2. clipping. – There Existed an Addiction to Blood
Clipping. always hits my “best of” lists, but this is the first time the band has delivered an album full of deep and powerful cuts. This release takes cues and draws inspiration from elements of horror and the occult. With this diabolical theme, Daveed and company is able to use anxiety to heighten the intensity of the songs. There Existed an Addiction to Blood has several layers of meaning seeping throughout, from invoking fear of your fellow man to exposing how we are all under siege. The album is a manifestation of the seemingly nightmarish times we seem to living in and the band’s sounds and lyrics invite this confrontation. The final 18 minutes is the sound of a piano burning (created by avant-garde Annea Lockwood) and it is a fitting end for such an apocalyptical album. A final scene that we would expect from a journey full of horror, pain and rage. The vinyl design on this release also matches the mood of the album.

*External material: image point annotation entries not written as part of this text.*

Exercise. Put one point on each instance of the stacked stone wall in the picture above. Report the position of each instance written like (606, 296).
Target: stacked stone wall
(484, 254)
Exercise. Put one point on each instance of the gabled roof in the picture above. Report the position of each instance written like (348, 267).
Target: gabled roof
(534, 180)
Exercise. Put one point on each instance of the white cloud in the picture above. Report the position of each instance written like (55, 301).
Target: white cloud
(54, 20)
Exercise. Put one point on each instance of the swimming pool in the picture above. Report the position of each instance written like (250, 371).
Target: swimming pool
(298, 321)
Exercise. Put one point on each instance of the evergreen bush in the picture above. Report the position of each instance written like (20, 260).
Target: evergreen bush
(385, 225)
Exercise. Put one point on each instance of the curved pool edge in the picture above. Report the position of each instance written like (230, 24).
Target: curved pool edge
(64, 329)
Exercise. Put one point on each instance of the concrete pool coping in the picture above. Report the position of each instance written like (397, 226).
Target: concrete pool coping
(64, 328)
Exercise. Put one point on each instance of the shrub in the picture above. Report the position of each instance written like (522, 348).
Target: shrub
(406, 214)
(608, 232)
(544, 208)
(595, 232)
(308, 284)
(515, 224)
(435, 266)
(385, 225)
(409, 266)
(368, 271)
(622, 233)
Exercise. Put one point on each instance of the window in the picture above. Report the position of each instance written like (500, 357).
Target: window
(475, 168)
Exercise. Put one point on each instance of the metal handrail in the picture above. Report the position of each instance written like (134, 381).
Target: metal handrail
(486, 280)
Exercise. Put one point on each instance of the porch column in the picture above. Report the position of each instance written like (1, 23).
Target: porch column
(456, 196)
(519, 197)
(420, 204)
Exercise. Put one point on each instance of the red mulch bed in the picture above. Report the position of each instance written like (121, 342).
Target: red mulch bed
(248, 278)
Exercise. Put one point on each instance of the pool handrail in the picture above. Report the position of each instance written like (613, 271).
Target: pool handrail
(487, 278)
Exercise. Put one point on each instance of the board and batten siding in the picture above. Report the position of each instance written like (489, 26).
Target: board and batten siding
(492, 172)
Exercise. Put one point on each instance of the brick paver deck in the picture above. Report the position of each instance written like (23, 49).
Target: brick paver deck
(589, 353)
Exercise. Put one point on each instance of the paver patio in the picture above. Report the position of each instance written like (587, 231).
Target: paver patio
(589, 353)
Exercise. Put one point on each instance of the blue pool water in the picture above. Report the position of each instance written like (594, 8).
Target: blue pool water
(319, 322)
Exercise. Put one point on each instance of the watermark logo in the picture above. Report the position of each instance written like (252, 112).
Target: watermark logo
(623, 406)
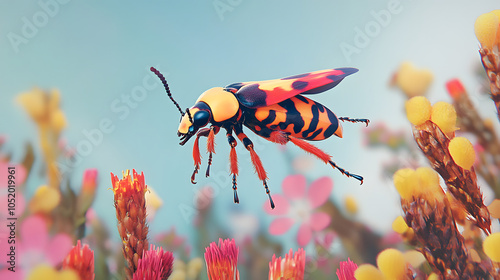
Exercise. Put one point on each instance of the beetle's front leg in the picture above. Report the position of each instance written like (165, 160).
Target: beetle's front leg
(196, 152)
(233, 161)
(259, 169)
(211, 146)
(347, 119)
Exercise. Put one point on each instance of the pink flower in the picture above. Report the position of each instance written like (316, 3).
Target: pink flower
(81, 260)
(346, 270)
(35, 246)
(155, 264)
(298, 205)
(290, 268)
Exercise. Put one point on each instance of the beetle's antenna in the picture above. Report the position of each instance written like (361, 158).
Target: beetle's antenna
(164, 81)
(189, 115)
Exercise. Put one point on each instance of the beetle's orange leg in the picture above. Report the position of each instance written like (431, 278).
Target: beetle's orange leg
(196, 152)
(310, 148)
(347, 119)
(233, 161)
(211, 146)
(257, 163)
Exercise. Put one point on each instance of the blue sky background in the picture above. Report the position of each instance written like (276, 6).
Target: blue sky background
(98, 52)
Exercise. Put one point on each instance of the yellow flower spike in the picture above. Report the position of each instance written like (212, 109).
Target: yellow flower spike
(462, 152)
(350, 205)
(433, 276)
(45, 199)
(486, 28)
(55, 100)
(399, 225)
(491, 246)
(418, 110)
(406, 182)
(413, 81)
(58, 120)
(429, 182)
(444, 115)
(391, 263)
(68, 274)
(368, 272)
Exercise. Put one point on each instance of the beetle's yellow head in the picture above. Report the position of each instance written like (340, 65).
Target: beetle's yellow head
(195, 118)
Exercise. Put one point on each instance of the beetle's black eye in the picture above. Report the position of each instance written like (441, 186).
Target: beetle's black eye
(201, 118)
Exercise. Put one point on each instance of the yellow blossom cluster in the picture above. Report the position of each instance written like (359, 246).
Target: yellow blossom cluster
(487, 29)
(391, 264)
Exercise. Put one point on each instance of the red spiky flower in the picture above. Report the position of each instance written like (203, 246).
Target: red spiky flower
(155, 264)
(221, 260)
(290, 268)
(346, 270)
(130, 204)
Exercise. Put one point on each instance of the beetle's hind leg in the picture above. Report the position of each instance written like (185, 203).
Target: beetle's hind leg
(257, 163)
(310, 148)
(196, 152)
(233, 161)
(347, 119)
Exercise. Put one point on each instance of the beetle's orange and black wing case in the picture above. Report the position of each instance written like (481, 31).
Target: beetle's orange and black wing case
(266, 93)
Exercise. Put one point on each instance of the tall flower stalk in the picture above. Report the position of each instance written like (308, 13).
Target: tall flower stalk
(130, 203)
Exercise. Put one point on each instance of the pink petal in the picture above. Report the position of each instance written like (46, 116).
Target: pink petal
(294, 186)
(281, 205)
(304, 235)
(319, 191)
(57, 249)
(280, 226)
(319, 221)
(34, 233)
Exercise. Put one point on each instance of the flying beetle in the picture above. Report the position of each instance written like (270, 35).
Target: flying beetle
(276, 110)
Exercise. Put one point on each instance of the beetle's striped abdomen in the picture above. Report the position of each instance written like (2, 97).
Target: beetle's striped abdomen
(300, 116)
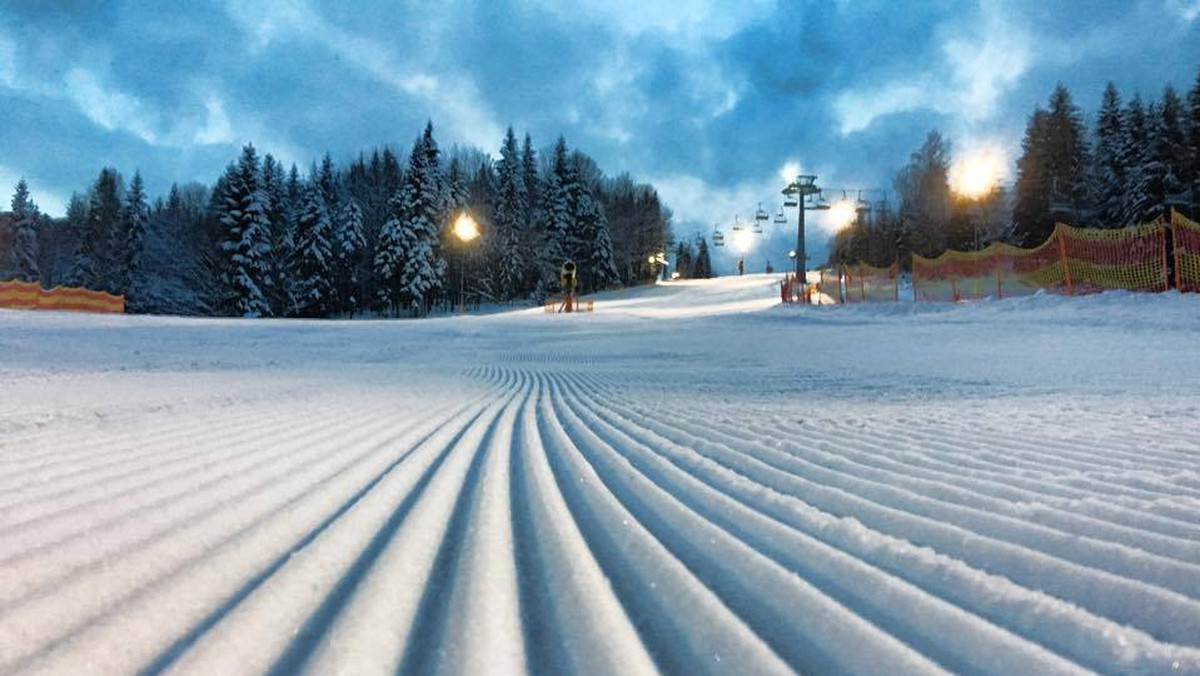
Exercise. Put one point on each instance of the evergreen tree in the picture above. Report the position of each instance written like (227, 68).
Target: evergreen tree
(348, 251)
(424, 192)
(591, 238)
(280, 207)
(313, 256)
(407, 261)
(1110, 168)
(1068, 150)
(1168, 149)
(1193, 150)
(246, 239)
(327, 179)
(1137, 199)
(508, 215)
(24, 247)
(702, 268)
(556, 213)
(93, 265)
(389, 258)
(684, 255)
(533, 239)
(135, 220)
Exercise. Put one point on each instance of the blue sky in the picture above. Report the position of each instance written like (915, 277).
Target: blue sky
(709, 101)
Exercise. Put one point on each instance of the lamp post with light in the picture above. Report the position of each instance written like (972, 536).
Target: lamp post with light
(466, 229)
(797, 193)
(658, 264)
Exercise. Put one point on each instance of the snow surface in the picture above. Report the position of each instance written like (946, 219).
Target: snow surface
(691, 479)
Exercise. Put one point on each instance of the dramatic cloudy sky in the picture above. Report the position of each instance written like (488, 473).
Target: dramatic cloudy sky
(706, 100)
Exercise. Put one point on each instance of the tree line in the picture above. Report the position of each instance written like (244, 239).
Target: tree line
(375, 235)
(1135, 162)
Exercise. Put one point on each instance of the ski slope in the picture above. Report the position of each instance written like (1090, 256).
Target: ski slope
(693, 479)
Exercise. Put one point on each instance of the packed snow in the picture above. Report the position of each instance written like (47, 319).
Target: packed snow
(691, 479)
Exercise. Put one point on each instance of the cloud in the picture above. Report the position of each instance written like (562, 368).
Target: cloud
(1188, 10)
(978, 67)
(451, 95)
(7, 60)
(49, 201)
(108, 107)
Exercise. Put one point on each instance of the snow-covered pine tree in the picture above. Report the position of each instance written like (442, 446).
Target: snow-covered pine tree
(327, 179)
(702, 268)
(1170, 149)
(556, 216)
(1135, 199)
(313, 256)
(389, 258)
(1193, 124)
(135, 217)
(594, 245)
(245, 241)
(1110, 169)
(684, 256)
(1068, 154)
(24, 246)
(275, 187)
(424, 208)
(348, 247)
(508, 215)
(93, 265)
(529, 178)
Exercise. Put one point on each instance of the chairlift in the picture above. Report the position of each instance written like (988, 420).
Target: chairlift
(862, 205)
(718, 237)
(760, 215)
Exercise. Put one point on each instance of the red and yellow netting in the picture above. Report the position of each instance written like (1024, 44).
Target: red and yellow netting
(1186, 234)
(1127, 258)
(829, 287)
(30, 295)
(1071, 261)
(870, 283)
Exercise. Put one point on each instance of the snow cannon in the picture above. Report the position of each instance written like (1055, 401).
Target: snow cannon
(568, 279)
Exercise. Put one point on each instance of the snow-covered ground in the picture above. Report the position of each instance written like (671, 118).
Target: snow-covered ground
(691, 479)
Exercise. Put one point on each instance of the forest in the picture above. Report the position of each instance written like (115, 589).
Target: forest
(1132, 165)
(371, 237)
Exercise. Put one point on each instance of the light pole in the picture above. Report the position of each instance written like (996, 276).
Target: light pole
(658, 264)
(797, 193)
(466, 229)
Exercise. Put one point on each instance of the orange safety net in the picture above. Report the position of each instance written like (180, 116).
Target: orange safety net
(1071, 261)
(1127, 258)
(1000, 270)
(1186, 234)
(829, 287)
(29, 295)
(870, 283)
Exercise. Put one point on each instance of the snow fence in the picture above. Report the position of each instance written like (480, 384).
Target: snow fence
(1186, 234)
(30, 295)
(1072, 261)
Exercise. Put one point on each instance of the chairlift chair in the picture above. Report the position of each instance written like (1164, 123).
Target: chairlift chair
(718, 237)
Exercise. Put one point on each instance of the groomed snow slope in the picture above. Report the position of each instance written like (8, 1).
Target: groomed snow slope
(693, 479)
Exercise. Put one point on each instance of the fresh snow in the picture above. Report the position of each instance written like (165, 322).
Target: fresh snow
(690, 479)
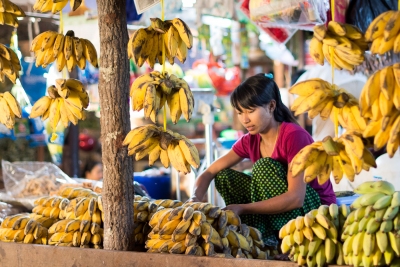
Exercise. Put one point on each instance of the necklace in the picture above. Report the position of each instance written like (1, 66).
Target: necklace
(276, 139)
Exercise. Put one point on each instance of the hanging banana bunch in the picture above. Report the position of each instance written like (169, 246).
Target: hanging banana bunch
(65, 50)
(66, 101)
(342, 45)
(172, 148)
(345, 155)
(319, 97)
(151, 91)
(380, 103)
(55, 6)
(9, 64)
(9, 109)
(383, 32)
(9, 12)
(147, 44)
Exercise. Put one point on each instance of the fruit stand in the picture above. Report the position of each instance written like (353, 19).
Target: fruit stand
(80, 227)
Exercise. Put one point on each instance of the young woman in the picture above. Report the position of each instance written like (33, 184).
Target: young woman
(93, 170)
(271, 196)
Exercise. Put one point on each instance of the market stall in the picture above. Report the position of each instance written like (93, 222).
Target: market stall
(157, 87)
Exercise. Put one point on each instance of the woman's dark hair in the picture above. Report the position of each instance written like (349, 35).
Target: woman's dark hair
(89, 166)
(258, 91)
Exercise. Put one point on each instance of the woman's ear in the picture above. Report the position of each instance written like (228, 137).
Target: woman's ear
(272, 106)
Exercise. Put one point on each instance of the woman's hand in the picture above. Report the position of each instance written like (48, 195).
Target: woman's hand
(236, 208)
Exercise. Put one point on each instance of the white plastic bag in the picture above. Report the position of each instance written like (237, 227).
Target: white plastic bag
(32, 179)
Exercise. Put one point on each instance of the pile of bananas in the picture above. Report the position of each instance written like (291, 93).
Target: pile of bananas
(370, 233)
(172, 148)
(151, 91)
(172, 36)
(25, 228)
(9, 64)
(342, 45)
(55, 6)
(380, 103)
(345, 155)
(9, 12)
(384, 33)
(67, 50)
(144, 209)
(312, 240)
(319, 97)
(9, 109)
(76, 233)
(50, 206)
(204, 230)
(65, 102)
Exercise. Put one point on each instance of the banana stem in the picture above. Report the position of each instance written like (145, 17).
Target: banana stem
(165, 118)
(163, 69)
(336, 121)
(330, 146)
(61, 23)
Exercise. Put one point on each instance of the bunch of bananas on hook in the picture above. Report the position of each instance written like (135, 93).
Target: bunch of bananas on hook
(65, 102)
(66, 50)
(55, 6)
(346, 155)
(342, 45)
(172, 148)
(151, 91)
(319, 97)
(172, 36)
(9, 64)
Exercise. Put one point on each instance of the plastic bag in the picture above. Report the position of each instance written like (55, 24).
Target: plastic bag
(32, 179)
(280, 35)
(362, 12)
(294, 13)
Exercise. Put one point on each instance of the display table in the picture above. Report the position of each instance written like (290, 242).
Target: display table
(12, 254)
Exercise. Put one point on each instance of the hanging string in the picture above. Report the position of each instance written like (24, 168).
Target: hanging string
(163, 68)
(61, 28)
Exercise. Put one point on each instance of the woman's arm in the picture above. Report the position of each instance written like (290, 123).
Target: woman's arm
(204, 180)
(288, 201)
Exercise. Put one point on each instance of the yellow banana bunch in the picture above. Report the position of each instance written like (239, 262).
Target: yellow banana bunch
(370, 230)
(55, 6)
(172, 36)
(66, 51)
(172, 148)
(9, 64)
(204, 230)
(318, 97)
(9, 12)
(380, 103)
(383, 32)
(66, 103)
(345, 155)
(9, 109)
(313, 239)
(342, 45)
(151, 91)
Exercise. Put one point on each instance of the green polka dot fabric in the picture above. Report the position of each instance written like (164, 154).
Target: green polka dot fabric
(268, 180)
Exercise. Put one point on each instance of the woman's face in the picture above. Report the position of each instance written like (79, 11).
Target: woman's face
(256, 120)
(96, 173)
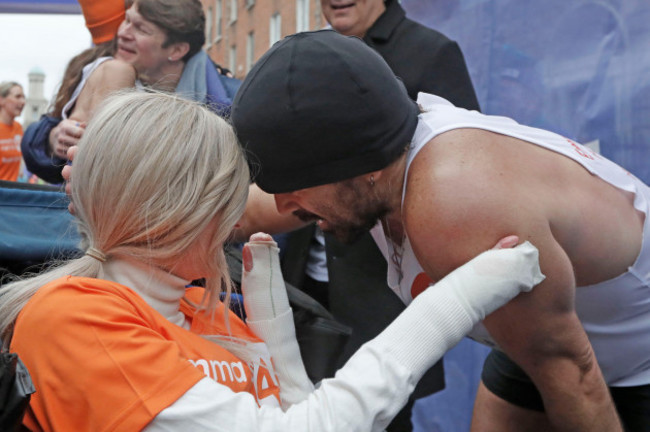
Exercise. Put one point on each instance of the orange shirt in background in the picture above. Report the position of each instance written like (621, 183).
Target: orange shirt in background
(102, 359)
(10, 154)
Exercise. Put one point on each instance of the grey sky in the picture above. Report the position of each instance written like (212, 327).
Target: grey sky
(44, 41)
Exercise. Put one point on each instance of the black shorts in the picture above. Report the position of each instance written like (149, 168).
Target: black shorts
(509, 382)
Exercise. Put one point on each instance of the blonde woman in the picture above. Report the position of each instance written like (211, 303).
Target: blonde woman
(12, 102)
(114, 340)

 1. Caroline Palochek – Pang
Caroline Palochek has an uncanny ability to lure you into her unique musical world. Pang is her first album under her own name since ending Chairlift and although apprehensive at first, Caroline delivered a wondrous art pop album. She takes you on a journey from sweeping symphonic songs to intricate and delicate melodies. The album had its share of tension, pain and remorse but also intense bliss. Her enchanting voice guides you through such varied songs that can be natural or synthetic. Pang has such a musical range and is full of new surprises on every listen.